T.C. … 5. ASLİYE TİCARET MAHKEMESİ
Türk Milleti Adına Yargılama Yapmaya ve Hüküm Vermeye Yetkili
… 5. ASLİYE TİCARET MAHKEMESİ
GEREKÇELİ KARAR
ESAS NO : 2022/705 Esas
KARAR NO : 2023/229
HAKİM : …
KATİP : …
DAVACI : …
VEKİLİ : Av. …
DAVALI : … –
VEKİLİ : Av. …
DAVA : İtirazın İptali (Ticari İşletmenin Satılması Veya Devrinden Kaynaklanan)
DAVA TARİHİ : 27/10/2022
KARAR TARİHİ : 10/04/2023
YAZIM TARİHİ : 28/04/2023
Mahkememizde görülmekte bulunan İtirazın İptali (Ticari İşletmenin Satılması Veya Devrinden Kaynaklanan) davasının yapılan açık yargılamasının sonunda,
GEREĞİ DÜŞÜNÜLDÜ:
Davacı vekili dava dilekçesinde özetle; müvekkilinin estetisyen ve kalıcı makyaj uzmanı olduğunu, davalının taraflar arasında düzenlenen 04/04/2022 tarihli hisse devir sözleşmesine istinaden kendisine ait bulunan şahıs işletmesinin 1/3 hissesini bütün aktif ve pasifleri ile 360.000,00 TL karşılığında müvekkiline devretmeyi taahhüt ettiğini, müvekkilinin sözleşmede kararlaştırılan 360.000,00 TL devir ücretine ek olarak başkaca giderlerin olduğunun bildirilmesi üzerine iyiniyetli olarak davalının banka hesabına değişik miktar ve tarihlerde olmak üzere toplam 430.148,00 TL ödediğini, ancak davalı tarafından hisse devri yapılmadığı gibi ödemelerin de iade edilmemesi üzerine davalı aleyhine… Müdürlüğünün 2022/9375 sayılı dosyası ile başlatılan icra takibinin davalının haksız itirazı ile durduğunu ileri sürerek itirazın iptaline ve davalı aleyhine icra inkar tazminatına karar verilmesini talep etmiştir.

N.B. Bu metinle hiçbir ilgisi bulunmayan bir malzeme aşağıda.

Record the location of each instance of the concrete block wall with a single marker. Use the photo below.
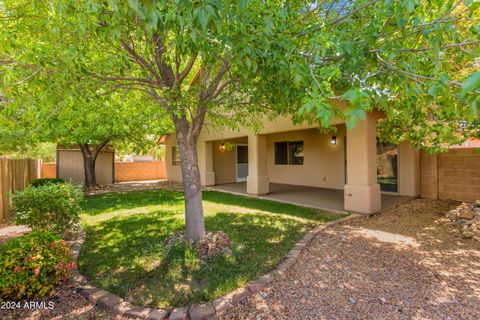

Davalı vekili davaya cevap dilekçesinde özetle; müvekkilinin güzellik salonu sahibi olduğunu, davacının güzellik salonunda kalıcı makyaj ve dövme işlemlerini yapmak üzere işe başladığını ve bir haftalık çalışma sonunda işyerine 1/3 hisse ile ortak olmak istemesi üzerine davacı ile 04/04/2022 tarihli hisse devri sözleşmesinin imzalandığını, ancak davacının işyerine istikrarlı şekilde gelmediği gibi üzerine düşen yükümlülükleri yerine getirmediğini, müvekkiline işyerine bir çok malzeme aldırarak müvekkilini zarara uğrattığını, ayrıca davacının müvekkilinden borç para aldığını, sonrasında aldığı borç parayı ve malzemelerin bedelinin bir kısmını banka aracılığıyla müvekkilinin hesabına ödediğini, ancak güzellik salonunun işlerinin iyi gitmemesi üzerine zarara katılmak istemeyen davacının hisse devrinden vazgeçerek ödediği paraların iadesi talebiyle kötüniyetli olarak müvekkili hakkında icra takibi başlattığını, müvekkilinin davacıyı oyalamasının söz konusu olmadığını ve davacının resmiyette ortak olmaktan kaçındığını, davacının 29/03/2022 tarihinde 360.000,00 TL miktarı “hisse devri bedeli” açıklaması ile gönderdiğini, ancak diğer ödemelerde herhangi bir açıklama bulunmadığını, davacının yapmış olduğu ödemelerin müvekkilinden aldığı borçlar karşılığı olduğunu ve müvekkilinin davacıya borçlu olmadığını, davacının talep ettiği faiz türü ve oranını yasal olmadığından reddi gerektiğini, icra inkar tazminatı koşullarının oluşmadığını savunarak davanın reddine ve davacı aleyhine kötüniyet tazminatına karar verilmesini istemiştir.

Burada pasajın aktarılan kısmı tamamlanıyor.